I am also getting "504 Gateway Timeout" when previewing my import.

kueda commented 2 years ago

@seiryoku-zenyo and @AlanRockefeller, can you give it another try? MO changed the default response size for their API calls so the preview tool was trying to show 100 observations and all their photos in the preview, which was taking a long time and timing out, hence the errors. Now it should only show 10 in the preview.

seiryoku-zenyo commented 2 years ago

Hi, it seems to preview well now. But it seems it's about to import observations already previously imported, possibly making duplicates(?), at least this has happened in the past.. Should I submit and confirm it will duplicate previous records?

kueda commented 2 years ago

It should not import duplicates... as long as you haven't changed or removed the "Mushroom Observer URL" observation field. The preview just shows you that the mapping from MO attributes to iNat attributes is working.

seiryoku-zenyo commented 2 years ago

yes, thanks a lot, the tool works fine now. There is some other issue though, could you check your message box in iNat?

Cheers

AlanRockefeller commented 2 years ago

I ran the import tool and it imported about 20 observations, but there's a couple hundred more that it didn't get to.

I got the following error message:

"Your Mushroom Observer import is finished.

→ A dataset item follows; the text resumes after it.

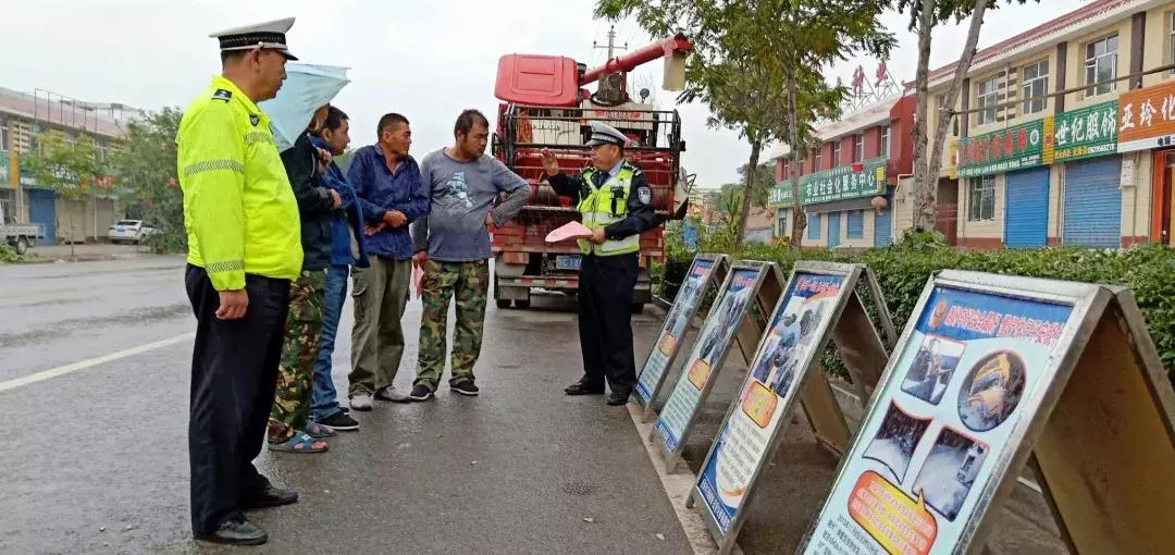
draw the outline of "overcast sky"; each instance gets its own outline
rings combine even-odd
[[[417,158],[448,145],[461,109],[476,107],[494,120],[494,80],[502,54],[558,54],[589,66],[606,58],[592,41],[606,42],[607,22],[591,16],[595,0],[27,0],[5,2],[5,54],[0,86],[34,88],[95,102],[156,109],[184,106],[219,71],[216,42],[208,33],[295,15],[291,49],[306,62],[351,67],[351,83],[335,103],[351,116],[354,145],[374,142],[375,123],[387,112],[412,121]],[[1027,31],[1079,7],[1081,0],[1045,0],[1003,6],[991,13],[980,47]],[[182,6],[182,9],[180,9]],[[889,14],[898,34],[894,78],[913,80],[916,38],[907,18]],[[967,22],[934,35],[932,68],[958,59]],[[786,29],[780,29],[786,32]],[[618,42],[639,47],[647,36],[631,21],[617,25]],[[830,68],[830,81],[848,82],[858,60]],[[875,61],[865,62],[872,76]],[[674,105],[660,87],[660,63],[633,74],[633,89],[654,89],[663,108]],[[684,165],[698,183],[713,187],[738,179],[750,148],[726,129],[706,128],[705,106],[680,106],[689,152]]]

You can see the results at http://www.inaturalist.org/observations/alan_rockefeller

There was also this one big error that caused the whole process to stop:

NameError :: undefined local variable or method `mo_url' for # Did you mean? mo_user_id"

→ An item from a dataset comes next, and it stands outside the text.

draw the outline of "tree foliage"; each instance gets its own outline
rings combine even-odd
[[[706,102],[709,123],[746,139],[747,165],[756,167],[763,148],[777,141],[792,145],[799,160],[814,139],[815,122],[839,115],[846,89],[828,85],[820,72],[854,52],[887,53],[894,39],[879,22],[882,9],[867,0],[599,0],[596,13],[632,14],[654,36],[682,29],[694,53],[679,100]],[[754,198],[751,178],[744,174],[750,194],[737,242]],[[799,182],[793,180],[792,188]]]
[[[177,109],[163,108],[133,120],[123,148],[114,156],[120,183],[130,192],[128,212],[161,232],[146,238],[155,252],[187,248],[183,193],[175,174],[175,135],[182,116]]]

I ran the import tool again and got the same error message, and it didn't import any additional observations.

kueda commented 2 years ago

@AlanRockefeller, found another bug, ironically one that only halts the entire process when it fails to import a single observation. I think it should be fixed if you want to give it another go.

AlanRockefeller commented 2 years ago

It works great now, thanks for fixing that!

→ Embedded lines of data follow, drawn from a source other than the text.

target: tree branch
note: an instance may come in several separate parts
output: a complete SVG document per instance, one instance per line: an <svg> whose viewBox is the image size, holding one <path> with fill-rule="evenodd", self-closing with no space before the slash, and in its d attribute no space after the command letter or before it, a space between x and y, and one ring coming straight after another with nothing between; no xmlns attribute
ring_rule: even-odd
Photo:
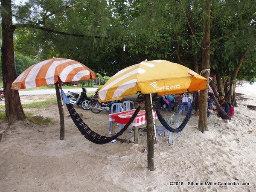
<svg viewBox="0 0 256 192"><path fill-rule="evenodd" d="M97 35L93 35L93 36L89 36L85 35L82 35L82 34L76 34L74 33L69 33L66 32L62 32L58 31L56 31L55 30L52 29L47 29L45 27L44 27L41 26L39 26L38 24L32 24L32 23L20 23L20 24L16 24L15 25L13 25L12 28L13 29L15 30L16 29L20 28L31 28L36 29L38 29L42 30L43 31L47 31L48 32L51 32L55 33L56 33L58 34L61 35L69 35L69 36L73 36L74 37L87 37L88 38L104 38L103 37L102 37L100 36L97 36Z"/></svg>

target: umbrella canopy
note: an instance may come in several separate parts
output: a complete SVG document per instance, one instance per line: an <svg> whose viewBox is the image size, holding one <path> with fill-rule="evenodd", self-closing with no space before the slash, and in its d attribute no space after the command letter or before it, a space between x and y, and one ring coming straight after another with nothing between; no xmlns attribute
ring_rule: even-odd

jwidness commented 2 years ago

Report from the forum of "Error: API key is not valid".

kueda commented 2 years ago

Looks like Mushroom Observer changed their API and now our tool isn't working again. Not much we can do on our end without some additional information from them, since I'm not finding any documentation of this change. In brief, we were doing something like this to verify that your API key works and to get your MO user ID to retrieve on your observations:

curl --user-agent iNaturalist \
  -XGET \
  "https://mushroomobserver.org/api2/api_keys.xml?api_key=YOUR_API_KEY"  

That used to return info about the user who owns that key, but now it returns

<error id="1">
  <code>API2::NoMethodForAction</code>
  <details>Invalid request method "GET" for "api_keys".</details>
  <fatal>true</fatal>
</error>

If someone familiar with the MO API wants to suggest another way to get the user ID associated with an API key, let me know.

joshuamcginnis commented 2 years ago

I believe this api call is used to obtain the users' MO user_id. The solution would be to just ask for the users MO user_id in addition to their api key and then you could skip this call altogether. It's probably trivial to get MO to add user_id to the existing api keys page.